The game comes with a 22" x 34" paper map of North Africa from El Agheila to El Alamein, an 8-page rulebook, and a cardstock sheet of 252 counters.

===Gameplay===
The game uses a standard "I Go, You Go" system, where one player moves and attacks, followed by the other player. Each turn represents three weeks of game time. Optional rules cover minefields, fortifications and reconnaissance units.

==Supply==
In an innovation for board wargames, supply plays an important part of the game: all units must be within 5 hexes of a supply unit in order to move and attack, and supply is used up by combat.

==Publication history==
In 1973, Loren Sperry created Rommel and self-published it. Although critics found the game featured some innovations, notably the supply rules, critics and players were not pleased with the less-than-professional production values of the map and counters. In a 1976 poll conducted by Simulations Publications Inc. to determine the most popular board wargames in North America, Rommel only placed 186th out of 202 games. Critic Nicky Palmer ascribed this to "the semi-amateur flavour given the game by its unmounted board and pieces."

==Reception==
In Issue 23 of Moves, game designer Richard Berg found the production values of the components unprofessional, writing, "Rand's Rommel, although not strictly speaking an amateur production, earns all the derogative [sic] connotations of that word." Berg also found the game suffered from ambiguous and poorly written rules, saying, "What could have been quite a good game with some nice innovations in the supply and reserve areas suffers from a severe case of obfuscation, and Rommel consequently carries all the impact of last week's eggplant."

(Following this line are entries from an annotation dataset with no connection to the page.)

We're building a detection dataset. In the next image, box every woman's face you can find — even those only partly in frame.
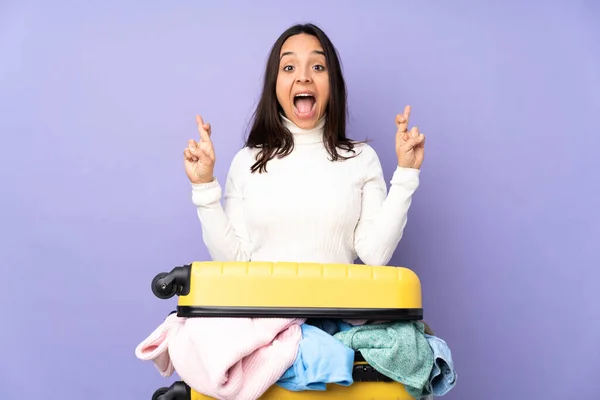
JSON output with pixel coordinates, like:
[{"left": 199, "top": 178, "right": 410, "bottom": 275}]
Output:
[{"left": 276, "top": 34, "right": 329, "bottom": 129}]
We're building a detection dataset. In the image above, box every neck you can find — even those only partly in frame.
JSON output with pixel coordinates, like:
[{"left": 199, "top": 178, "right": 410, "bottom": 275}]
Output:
[{"left": 281, "top": 115, "right": 325, "bottom": 144}]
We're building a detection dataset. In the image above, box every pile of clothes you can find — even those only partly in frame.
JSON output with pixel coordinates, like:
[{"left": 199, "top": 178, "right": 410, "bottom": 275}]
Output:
[{"left": 135, "top": 312, "right": 457, "bottom": 400}]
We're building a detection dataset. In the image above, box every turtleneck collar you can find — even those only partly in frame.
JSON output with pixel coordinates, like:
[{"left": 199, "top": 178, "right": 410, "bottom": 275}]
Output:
[{"left": 280, "top": 114, "right": 325, "bottom": 144}]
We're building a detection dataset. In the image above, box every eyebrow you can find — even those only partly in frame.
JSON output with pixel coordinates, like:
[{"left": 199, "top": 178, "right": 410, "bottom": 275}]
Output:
[{"left": 279, "top": 50, "right": 325, "bottom": 60}]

In his 1977 book The Comprehensive Guide to Board Wargaming, Nicky Palmer found this game to be "an interesting development of the techniques of Afrika Korps (Avalon Hill, 1964), using step reduction and breakthroughs à la Anzio (Avalon Hill, 1968)." Palmer concluded, "Afrika Korps probably has more blood and thunder, but Rommel is probably more realistic and less luck-dependent."

In Issue 30 of Simulacrum, Martin Campion compared Rommel to another wargame published in 1973, Desert Fox (Cavalier Games, 1973), and found that "[Rommel] is easier to play with fewer things to keep track of, and it gives less of an illusion of realism. " Campion concluded, "Both Desert Fox and Rommel start the game with the first British offensive against the Italians, who thus have the opportunity to preserve something from the rout or to lose even worse than the original Italians."